ALGÉRIE. QUAND LES TRADITIONS ANCESTRALES SE HEURTENT À L’INDUSTRIALISATION. Dur d’être Touaregs !
Les Touaregs algériens rêvent de renouer avec la vie nomade. Mais l’industrie pétrolière, la sécheresse et la lutte antiterroriste réduisent leur rêve à un mirage.

Hammou travaille comme bagagiste à l’aéroport d’In Amenas (région du sud-est algérien, proche de la frontière libyenne, riche en ressources naturelles, notamment gazières). La manutention lui permet de faire vivre sa famille et de regarder passer des voyageurs du monde entier. Mais Hammou a la tête ailleurs et rêve de revenir à la vie de ses ancêtres. Voilà à peine quinze ans que son père a décidé de sédentariser la famille et d’abandonner la vie nomade. Et cette vie lui manque.

« Nous sommes des nomades, c’est notre nature et c’est dans la nature que je me sens bien. » A partir de ce désir de retour à ses origines, Hammou a imaginé investir dans l’agriculture et l’élevage de chameaux.
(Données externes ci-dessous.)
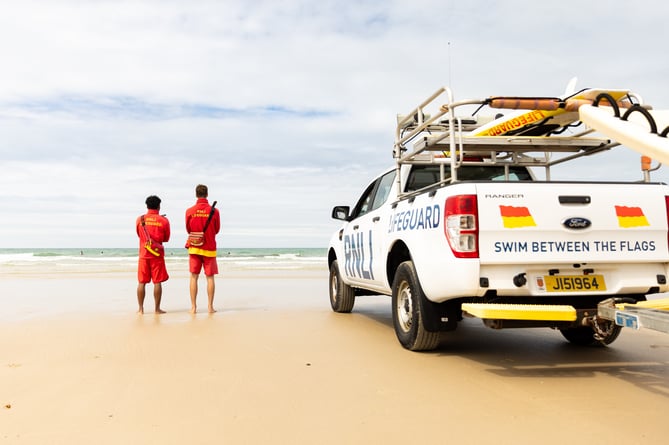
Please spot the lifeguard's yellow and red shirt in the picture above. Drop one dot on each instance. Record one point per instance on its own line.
(196, 218)
(158, 227)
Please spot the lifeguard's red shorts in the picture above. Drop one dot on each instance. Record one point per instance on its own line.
(152, 269)
(196, 262)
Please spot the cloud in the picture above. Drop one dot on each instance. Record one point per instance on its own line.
(283, 108)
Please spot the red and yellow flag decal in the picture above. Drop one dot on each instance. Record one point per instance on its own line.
(515, 217)
(631, 216)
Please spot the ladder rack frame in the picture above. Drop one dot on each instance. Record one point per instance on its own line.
(445, 139)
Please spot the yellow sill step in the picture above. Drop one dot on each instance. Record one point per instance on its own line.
(520, 311)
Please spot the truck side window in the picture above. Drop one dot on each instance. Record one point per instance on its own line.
(383, 190)
(363, 205)
(375, 195)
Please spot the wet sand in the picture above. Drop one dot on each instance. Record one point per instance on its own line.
(276, 365)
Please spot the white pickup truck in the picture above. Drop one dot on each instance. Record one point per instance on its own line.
(464, 225)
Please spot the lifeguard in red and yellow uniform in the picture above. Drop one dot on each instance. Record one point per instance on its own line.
(153, 230)
(202, 219)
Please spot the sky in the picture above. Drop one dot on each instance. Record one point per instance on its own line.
(283, 109)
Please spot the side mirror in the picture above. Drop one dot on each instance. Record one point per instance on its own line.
(341, 212)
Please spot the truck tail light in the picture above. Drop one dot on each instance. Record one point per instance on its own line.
(461, 225)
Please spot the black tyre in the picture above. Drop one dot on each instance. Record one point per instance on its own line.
(342, 296)
(585, 336)
(408, 316)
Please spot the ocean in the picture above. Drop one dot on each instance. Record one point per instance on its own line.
(101, 260)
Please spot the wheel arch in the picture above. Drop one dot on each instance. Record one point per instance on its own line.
(332, 255)
(398, 253)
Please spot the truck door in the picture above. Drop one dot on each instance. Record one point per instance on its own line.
(364, 237)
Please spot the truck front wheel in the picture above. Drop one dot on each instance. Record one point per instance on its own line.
(342, 296)
(408, 316)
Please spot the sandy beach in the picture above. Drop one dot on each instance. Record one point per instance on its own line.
(276, 365)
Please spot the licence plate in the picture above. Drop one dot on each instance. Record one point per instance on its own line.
(574, 283)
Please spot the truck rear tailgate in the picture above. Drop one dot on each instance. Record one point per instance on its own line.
(562, 222)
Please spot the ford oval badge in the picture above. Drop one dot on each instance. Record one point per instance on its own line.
(576, 223)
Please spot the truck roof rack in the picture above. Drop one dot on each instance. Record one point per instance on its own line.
(431, 133)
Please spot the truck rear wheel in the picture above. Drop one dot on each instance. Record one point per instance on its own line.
(408, 316)
(342, 296)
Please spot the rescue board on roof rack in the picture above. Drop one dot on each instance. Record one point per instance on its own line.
(541, 116)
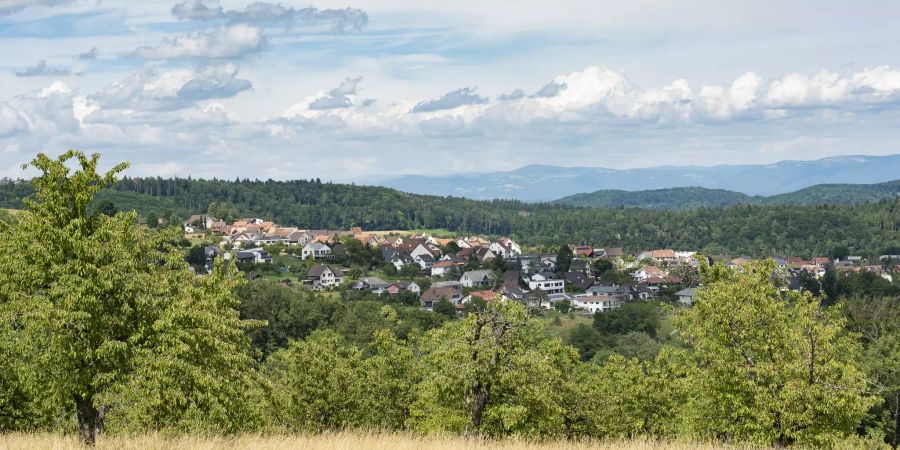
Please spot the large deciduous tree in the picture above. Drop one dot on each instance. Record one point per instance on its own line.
(100, 317)
(772, 367)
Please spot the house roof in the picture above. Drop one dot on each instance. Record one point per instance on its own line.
(437, 293)
(373, 281)
(484, 295)
(662, 254)
(317, 270)
(653, 271)
(478, 274)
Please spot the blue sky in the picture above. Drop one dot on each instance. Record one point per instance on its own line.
(355, 90)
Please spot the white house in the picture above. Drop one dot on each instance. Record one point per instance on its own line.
(256, 255)
(547, 283)
(426, 249)
(646, 272)
(595, 303)
(321, 276)
(442, 268)
(476, 278)
(505, 247)
(315, 250)
(686, 296)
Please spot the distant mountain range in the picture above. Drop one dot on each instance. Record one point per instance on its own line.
(547, 183)
(697, 197)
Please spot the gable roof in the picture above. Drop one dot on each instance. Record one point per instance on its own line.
(437, 293)
(317, 270)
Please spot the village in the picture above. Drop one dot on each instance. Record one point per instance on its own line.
(465, 269)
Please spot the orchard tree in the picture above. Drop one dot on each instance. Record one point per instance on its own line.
(101, 318)
(773, 368)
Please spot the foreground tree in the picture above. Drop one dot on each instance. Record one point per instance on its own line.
(101, 318)
(494, 373)
(772, 368)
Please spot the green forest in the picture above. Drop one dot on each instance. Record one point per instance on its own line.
(697, 197)
(867, 229)
(103, 329)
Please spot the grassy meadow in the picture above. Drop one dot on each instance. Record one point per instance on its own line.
(328, 441)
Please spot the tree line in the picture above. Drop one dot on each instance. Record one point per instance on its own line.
(867, 229)
(103, 329)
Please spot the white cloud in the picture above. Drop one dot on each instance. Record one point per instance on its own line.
(339, 97)
(341, 20)
(41, 69)
(174, 89)
(12, 6)
(450, 100)
(226, 42)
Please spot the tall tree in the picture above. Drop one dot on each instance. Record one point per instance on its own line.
(100, 316)
(773, 368)
(563, 259)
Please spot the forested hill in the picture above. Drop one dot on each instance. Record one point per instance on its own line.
(698, 197)
(755, 230)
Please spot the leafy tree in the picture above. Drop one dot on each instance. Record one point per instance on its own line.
(602, 266)
(318, 384)
(586, 339)
(563, 259)
(840, 252)
(445, 308)
(877, 320)
(152, 219)
(106, 207)
(492, 373)
(102, 319)
(633, 316)
(772, 368)
(288, 313)
(563, 306)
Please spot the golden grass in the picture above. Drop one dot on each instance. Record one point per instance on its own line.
(327, 441)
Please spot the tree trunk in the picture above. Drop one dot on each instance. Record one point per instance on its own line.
(87, 420)
(896, 439)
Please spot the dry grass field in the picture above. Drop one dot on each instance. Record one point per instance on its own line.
(331, 441)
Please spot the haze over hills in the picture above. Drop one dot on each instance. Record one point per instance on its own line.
(697, 197)
(547, 183)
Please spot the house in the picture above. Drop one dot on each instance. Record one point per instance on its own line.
(315, 250)
(505, 247)
(604, 290)
(637, 292)
(424, 261)
(583, 266)
(374, 284)
(426, 249)
(435, 294)
(578, 280)
(547, 282)
(442, 268)
(646, 272)
(613, 253)
(253, 255)
(583, 250)
(686, 296)
(597, 303)
(476, 278)
(484, 254)
(483, 295)
(194, 223)
(321, 276)
(410, 286)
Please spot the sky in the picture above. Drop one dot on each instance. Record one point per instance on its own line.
(355, 90)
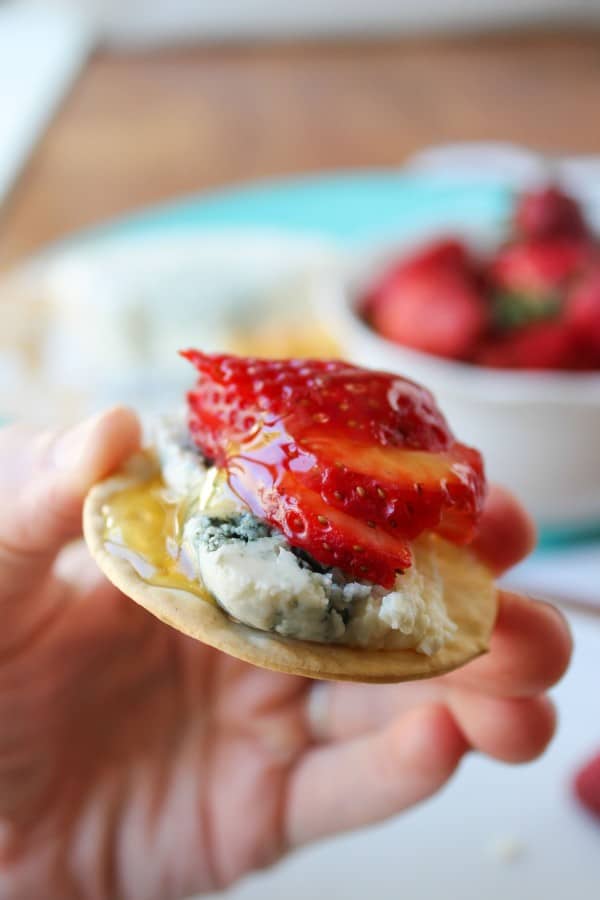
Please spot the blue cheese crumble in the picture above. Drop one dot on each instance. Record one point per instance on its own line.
(258, 579)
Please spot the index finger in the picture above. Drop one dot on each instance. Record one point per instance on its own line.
(506, 532)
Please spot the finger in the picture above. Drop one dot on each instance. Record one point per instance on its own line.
(511, 730)
(342, 786)
(530, 651)
(506, 532)
(338, 711)
(43, 480)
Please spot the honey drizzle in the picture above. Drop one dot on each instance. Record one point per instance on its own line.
(144, 525)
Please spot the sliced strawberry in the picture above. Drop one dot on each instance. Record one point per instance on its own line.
(587, 786)
(539, 268)
(543, 345)
(413, 491)
(330, 536)
(336, 457)
(583, 312)
(234, 396)
(549, 212)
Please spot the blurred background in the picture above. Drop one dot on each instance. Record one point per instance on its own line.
(237, 175)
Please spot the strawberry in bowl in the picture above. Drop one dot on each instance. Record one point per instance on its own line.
(446, 300)
(306, 515)
(503, 324)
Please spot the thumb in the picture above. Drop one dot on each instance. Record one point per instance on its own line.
(44, 477)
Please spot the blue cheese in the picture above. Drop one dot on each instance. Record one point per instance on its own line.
(258, 579)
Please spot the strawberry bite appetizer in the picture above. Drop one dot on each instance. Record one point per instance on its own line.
(305, 515)
(533, 304)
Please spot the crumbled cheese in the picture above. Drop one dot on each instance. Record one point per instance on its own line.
(259, 580)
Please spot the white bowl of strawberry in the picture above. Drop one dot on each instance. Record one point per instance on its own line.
(507, 335)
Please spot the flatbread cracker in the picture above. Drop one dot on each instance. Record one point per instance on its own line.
(469, 593)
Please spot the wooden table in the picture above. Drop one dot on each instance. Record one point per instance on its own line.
(139, 128)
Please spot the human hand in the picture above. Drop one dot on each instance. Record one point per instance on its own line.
(137, 763)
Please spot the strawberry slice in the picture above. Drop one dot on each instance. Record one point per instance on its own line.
(332, 537)
(235, 396)
(348, 464)
(413, 490)
(549, 212)
(583, 313)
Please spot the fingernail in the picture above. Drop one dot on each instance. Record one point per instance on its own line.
(70, 449)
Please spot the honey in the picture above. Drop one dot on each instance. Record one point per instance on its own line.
(144, 525)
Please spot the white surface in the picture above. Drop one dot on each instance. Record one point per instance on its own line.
(41, 51)
(526, 424)
(154, 21)
(571, 573)
(456, 845)
(112, 314)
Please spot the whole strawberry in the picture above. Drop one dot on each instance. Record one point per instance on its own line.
(548, 212)
(582, 313)
(431, 302)
(541, 345)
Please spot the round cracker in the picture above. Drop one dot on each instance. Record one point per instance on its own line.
(469, 595)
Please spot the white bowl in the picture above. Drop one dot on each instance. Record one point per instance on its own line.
(539, 432)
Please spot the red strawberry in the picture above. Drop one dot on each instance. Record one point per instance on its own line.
(587, 786)
(549, 213)
(430, 301)
(331, 536)
(539, 268)
(412, 491)
(583, 312)
(235, 394)
(543, 345)
(357, 458)
(440, 313)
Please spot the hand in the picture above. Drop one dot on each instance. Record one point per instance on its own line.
(137, 763)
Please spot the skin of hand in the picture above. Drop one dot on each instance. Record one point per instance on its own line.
(137, 763)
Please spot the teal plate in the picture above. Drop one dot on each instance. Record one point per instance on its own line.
(355, 208)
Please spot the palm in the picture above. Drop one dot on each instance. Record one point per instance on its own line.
(121, 717)
(136, 763)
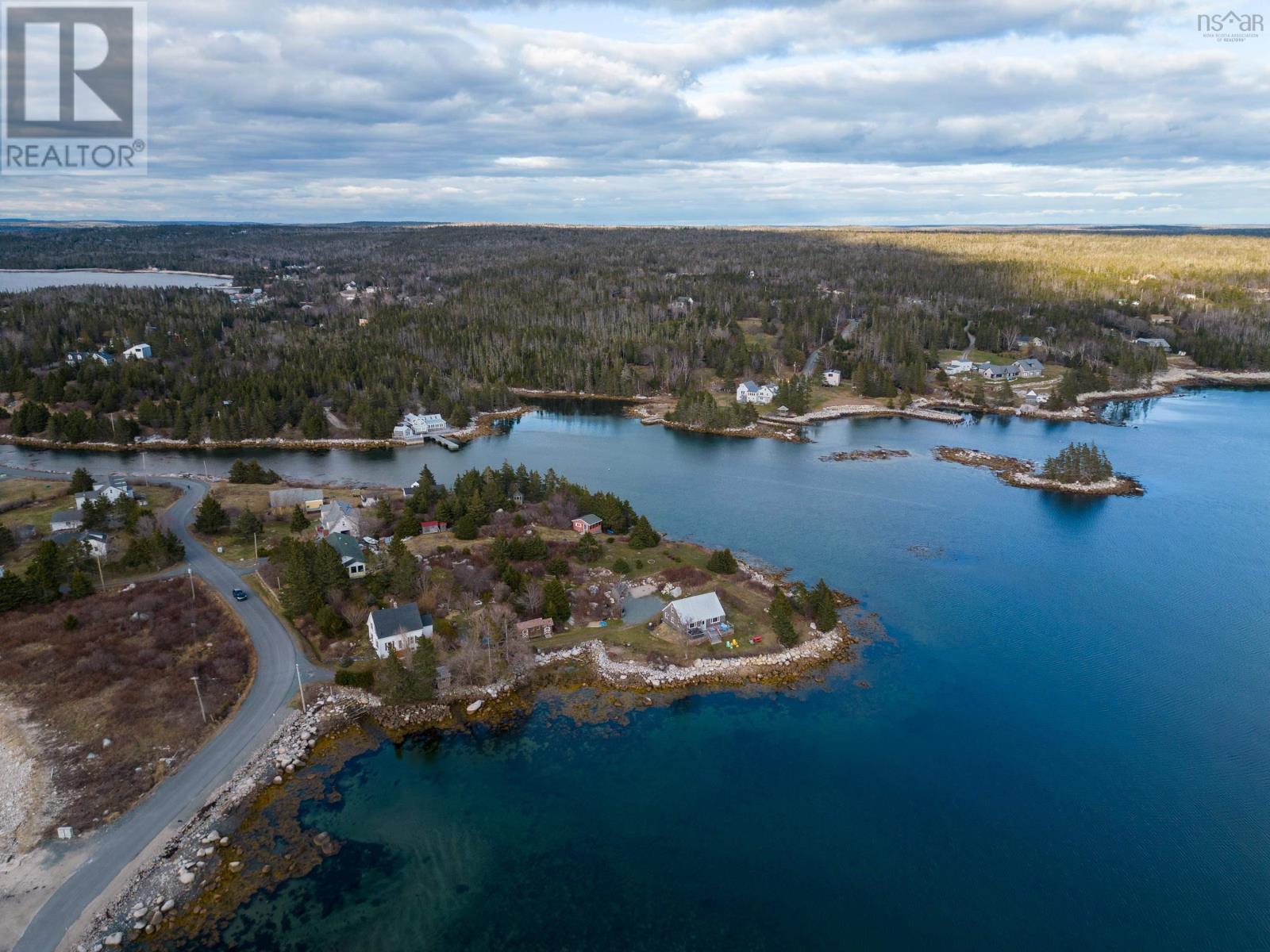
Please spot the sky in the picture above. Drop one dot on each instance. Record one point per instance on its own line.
(702, 112)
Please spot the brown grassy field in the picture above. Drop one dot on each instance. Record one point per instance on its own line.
(124, 673)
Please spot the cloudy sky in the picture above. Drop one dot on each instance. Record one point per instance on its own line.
(691, 112)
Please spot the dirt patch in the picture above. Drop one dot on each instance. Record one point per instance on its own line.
(111, 678)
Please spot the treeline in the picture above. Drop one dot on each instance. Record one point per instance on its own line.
(459, 315)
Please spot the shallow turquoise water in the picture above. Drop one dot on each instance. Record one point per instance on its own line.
(1066, 744)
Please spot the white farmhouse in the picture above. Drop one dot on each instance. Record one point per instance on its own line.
(751, 393)
(340, 518)
(398, 628)
(695, 616)
(137, 352)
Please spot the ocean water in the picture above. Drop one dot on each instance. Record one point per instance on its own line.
(1064, 742)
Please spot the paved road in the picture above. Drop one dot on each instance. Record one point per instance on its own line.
(181, 795)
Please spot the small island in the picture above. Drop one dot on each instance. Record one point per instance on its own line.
(1080, 469)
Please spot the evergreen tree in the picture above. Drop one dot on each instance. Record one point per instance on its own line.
(556, 602)
(722, 562)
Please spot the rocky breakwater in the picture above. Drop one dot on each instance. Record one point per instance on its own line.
(158, 890)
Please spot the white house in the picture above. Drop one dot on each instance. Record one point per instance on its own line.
(65, 520)
(414, 425)
(137, 352)
(398, 628)
(695, 616)
(340, 518)
(751, 393)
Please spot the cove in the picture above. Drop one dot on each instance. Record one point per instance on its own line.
(1064, 743)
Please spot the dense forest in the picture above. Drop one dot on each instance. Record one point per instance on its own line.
(361, 323)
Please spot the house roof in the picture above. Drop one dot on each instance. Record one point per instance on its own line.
(347, 547)
(698, 608)
(398, 621)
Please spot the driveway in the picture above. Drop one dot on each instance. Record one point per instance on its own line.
(114, 847)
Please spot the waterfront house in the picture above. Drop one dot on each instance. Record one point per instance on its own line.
(137, 352)
(340, 518)
(695, 616)
(996, 371)
(398, 628)
(590, 522)
(65, 520)
(535, 628)
(308, 499)
(349, 554)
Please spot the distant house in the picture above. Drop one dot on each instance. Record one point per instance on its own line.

Citant comme exemple Ouargla (ville située au nord du Sahara algérien, à 800 km d’Alger), où l’agriculture donne des résultats probants, Hammou croit qu’il est possible d’exploiter certaines des terres qui entourent Illizi (ville située au sud-est du Sahara algérien, à 100 km de la frontière libyenne, riche en hydrocarbures).

Un manque de soutien…
Vu la nature aride de la région, l’expérience reste tributaire d’un certain nombre de facteurs. Mais, pour l’élevage, il n’y a pas de doute, le potentiel est énorme et le savoir-faire ne se discute même pas. D’ailleurs, ce désir de retour aux sources habite l’ensemble de la population d’In Amenas, dominée par la tribu arabe des Chaânba. Mais ce rêve n’est pas si simple à réaliser. « Je veux acheter quelques chamelons pour commencer, mais l’Agence nationale de soutien à l’emploi des jeunes refuse de m’accorder des financements », se désole Hammou. De plus, il faut du temps pour constituer son cheptel. « Les femelles se reproduisent tous les deux ans et portent leur petit une année entière. Un éleveur a donc besoin de trois ans pour obtenir un chamelon », explique Hadj Laïd Benarouba, rencontré à Debdab.

A Illizi, l’attachement à la terre et le désir de la travailler à nouveau est aussi fort qu’à In Amenas. Propriétaire d’un troupeau de quatre-vingt têtes, Laïd appréhende l’année en cours, qui a commencé par un hiver sans pluie. La sécheresse dure depuis plusieurs années et ce n’est pas bon pour les troupeaux. En 2006, l’Etat a pensé aux soixante-quinze éleveurs de Debdab en subventionnant l’alimentation du bétail. Mais, aujourd’hui, en plus de la sécheresse, les éleveurs ont du mal à payer l’orge à 2 000 dinars algériens (27,83 euros) le quintal. De plus, de nouveaux problèmes, étrangers à la région et à sa population, sont apparus. Entre In Amenas et Debdab (220 km), l’élevage de dromadaires est menacé par l’industrie pétrolière.

Dans les plaines de Aach Loghrab et d’El-Merk, trois dromadaires sont tombés récemment dans des puits pétroliers. « Les déchets pétroliers et les forages abandonnés constituent une menace sérieuse et permanente pour le bétail », affirme Abdelmadjid Ghedier, un éleveur de la région. En trois années, les propriétaires ont perdu plus d’une centaine de têtes dans ces puits abandonnés sur l’erg Hamada (étendue désertique rocailleuse). Beaucoup de sociétés engagées dans ces champs qui s’étalent à perte de vue négligent, en effet, de fermer les puits après avoir sondé ou pompé du gaz ou du pétrole.

De plus, des meutes de chiens affamés s’attaquent de plus en plus souvent au bétail, ciblant les chamelons. Les éleveurs affirment avoir saisi les pouvoirs publics, notamment le wali (le préfet), « mais leur appel est resté sans écho à ce jour », affirme Benarouba.

...et trop de restrictions !
Il est par ailleurs interdit aux troupeaux de dromadaires de boire à proximité des sites d’extraction de pétrole et de gaz. Cette interdiction s’ajoute à celle imposée par les stations-service, qui refusent de vendre du carburant aux éleveurs propriétaires de véhicules 4x4 sur instruction des forces de sécurité, sauf dérogations spéciales. « Nous avons pourtant la carte d’éleveurs, on est éleveurs de père en fils ! », martèle Laïd Benarouba, qui en veut aussi aux islamistes qui ont investi le sud algérien et dont l’activité justifie ces restrictions et pénalise la vie des populations.

Des mesures qui s’ajoutent à tout un arsenal de restrictions, imaginé pour combattre le terrorisme et les trafics en tous genres qui traversent le Sahara. La volonté des gens du Sud de construire une économie autonome en s’investissant pleinement dans leur activité originelle bute, hélas, sur des obstacles en cascade. A l’instar des troupeaux, les éleveurs et les éleveurs potentiels commencent à fatiguer et à douter, craignant de voir cette richesse s’étioler. A moins que l’État ne se décide enfin à répondre au SOS lancé par ces éleveurs.